I had an interesting philosophical discussion with a friend a while back involving the consequences that come from tapping into parallel worlds/realities/alternate timelines. So the question that came out of that was this: If you could see the outcomes of all actions (even just limited to your own), would this enable you to achieve perfection?
My response was no, that actually knowing all of the positive and negative results of every action you took would eventually turn you evil.
If you did know every outcome to every action, you could decide to do nothing because of the potentially endless, cascading negative consequences that invariably arise from taking even one good action of consequence (e.g., stopping and eliminating a terrible dictator before he gets a foothold in his country). The resulting paralysis would, in turn, create endless, cascading paradoxes and negative consequences that come from not taking that action. (Remember, you would know every single consequence that would ever occur beforehand). It would also signal the end of small decisions: even regular day-to-day tasks would become moral hazards. Would you, for example, even be able to fill up your car with gas and drive it around if you could actually witness firsthand the long, bloody body-count (either through direct violence, political oppression, or environmental disaster) attached to that gallon of gas? Any justifications like “acting for the greater good” or calculations involving things like “acceptable losses” would become grievous burdens when weighed against the “If I’d only” after-effects that might potentially last into the hundreds or thousands of years. How long would it take before all that knowledge drove you first crazy, then evil? (Because who ever becomes good after going crazy?)
You could also decide that nothing you do really matters anyway, because simple existence always causes some degree of harm to others. What benefits one person will certainly cost others something, since needs and wants are basically infinite, but the ability to meet them is not - someone will have to pay a price or go without. Also, evil is going to endure and people are going to get hurt no matter what you do, because it’s impossible to prevent all harmful acts from occurring. Therefore the concept of good and evil becomes subjectively meaningless, undertakings simply become means to ends, and you decide to act only the information that interests you, while ignoring the information that doesn’t, regardless of the consequences. By choosing this path, you willingly embrace a liberating yet callous and indifferent evilness.
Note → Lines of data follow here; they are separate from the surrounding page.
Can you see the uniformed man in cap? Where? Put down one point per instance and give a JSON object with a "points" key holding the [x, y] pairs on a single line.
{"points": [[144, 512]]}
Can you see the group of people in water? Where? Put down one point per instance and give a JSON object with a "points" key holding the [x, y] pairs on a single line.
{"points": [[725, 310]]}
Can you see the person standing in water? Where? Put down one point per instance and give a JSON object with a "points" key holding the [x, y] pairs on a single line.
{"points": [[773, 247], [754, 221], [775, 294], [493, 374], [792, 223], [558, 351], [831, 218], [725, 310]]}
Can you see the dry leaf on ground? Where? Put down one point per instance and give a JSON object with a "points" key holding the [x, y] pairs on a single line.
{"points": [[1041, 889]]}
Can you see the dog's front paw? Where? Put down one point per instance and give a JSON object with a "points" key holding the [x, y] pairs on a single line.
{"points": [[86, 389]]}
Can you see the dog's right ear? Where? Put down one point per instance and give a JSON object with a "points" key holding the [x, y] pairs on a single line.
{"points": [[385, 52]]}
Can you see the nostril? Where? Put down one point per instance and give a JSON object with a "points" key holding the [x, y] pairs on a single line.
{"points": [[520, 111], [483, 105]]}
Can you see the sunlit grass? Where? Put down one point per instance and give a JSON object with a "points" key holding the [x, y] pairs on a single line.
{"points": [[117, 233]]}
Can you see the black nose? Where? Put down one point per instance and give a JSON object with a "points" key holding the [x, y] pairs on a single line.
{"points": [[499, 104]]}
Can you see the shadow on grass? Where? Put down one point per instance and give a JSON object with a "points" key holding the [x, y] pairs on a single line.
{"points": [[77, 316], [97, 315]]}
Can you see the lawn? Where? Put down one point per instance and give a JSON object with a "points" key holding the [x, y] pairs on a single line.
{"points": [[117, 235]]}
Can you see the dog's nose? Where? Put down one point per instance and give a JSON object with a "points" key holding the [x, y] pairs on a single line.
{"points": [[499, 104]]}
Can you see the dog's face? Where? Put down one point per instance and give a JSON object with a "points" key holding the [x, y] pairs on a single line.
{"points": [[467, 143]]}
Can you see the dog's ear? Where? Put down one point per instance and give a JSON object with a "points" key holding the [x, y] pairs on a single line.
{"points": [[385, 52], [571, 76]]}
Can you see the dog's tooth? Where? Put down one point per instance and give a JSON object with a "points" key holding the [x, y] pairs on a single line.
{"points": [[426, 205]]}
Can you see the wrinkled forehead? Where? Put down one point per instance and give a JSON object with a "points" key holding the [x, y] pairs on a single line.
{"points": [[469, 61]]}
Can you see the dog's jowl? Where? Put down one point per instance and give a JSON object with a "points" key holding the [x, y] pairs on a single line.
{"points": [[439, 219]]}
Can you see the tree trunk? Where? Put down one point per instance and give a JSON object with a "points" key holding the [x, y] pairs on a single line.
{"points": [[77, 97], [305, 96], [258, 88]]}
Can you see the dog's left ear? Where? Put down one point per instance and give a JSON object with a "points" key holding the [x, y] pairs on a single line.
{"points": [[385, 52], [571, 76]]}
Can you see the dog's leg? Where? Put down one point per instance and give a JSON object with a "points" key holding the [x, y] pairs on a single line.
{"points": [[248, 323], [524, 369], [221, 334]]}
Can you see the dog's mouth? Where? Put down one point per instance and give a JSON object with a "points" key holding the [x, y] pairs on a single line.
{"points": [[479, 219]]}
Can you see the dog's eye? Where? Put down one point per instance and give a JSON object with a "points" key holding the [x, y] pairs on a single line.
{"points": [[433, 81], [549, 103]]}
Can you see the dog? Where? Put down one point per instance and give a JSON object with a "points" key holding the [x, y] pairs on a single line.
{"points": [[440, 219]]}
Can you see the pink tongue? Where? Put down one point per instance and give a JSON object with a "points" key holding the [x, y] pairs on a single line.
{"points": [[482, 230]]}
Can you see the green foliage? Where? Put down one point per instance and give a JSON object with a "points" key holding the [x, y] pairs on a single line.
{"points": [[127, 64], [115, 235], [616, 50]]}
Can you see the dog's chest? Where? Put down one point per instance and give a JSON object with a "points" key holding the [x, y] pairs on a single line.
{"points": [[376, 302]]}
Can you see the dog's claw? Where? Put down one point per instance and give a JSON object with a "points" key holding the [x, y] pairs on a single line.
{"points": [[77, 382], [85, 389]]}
If you decided, however, after becoming omniscient and aware of all consequences, that it would be better to take your own life and not exist at all (to avoid enduring this horrible curse), you’d still be faced with same the paradoxical loops mentioned in the first example, stemming from the absence of your all-knowing nature (in effect, one of permanent inaction). Could you really allow all that knowledge (along with the potentially incalculable good it could do, as in the cases of life-saving, early warnings for earthquakes, tornadoes, or tsunamis) to pass out of mankind’s reach just to spare yourself the grief of enduring a kind of personal damnation? If you could not and you chose to live on, it would only be a matter of time before you found yourself facing the effects of that first scenario.
I can only conclude that knowing all things would either make you insane and evil or callous and evil, and that either outcome would be a terrible burden to bear.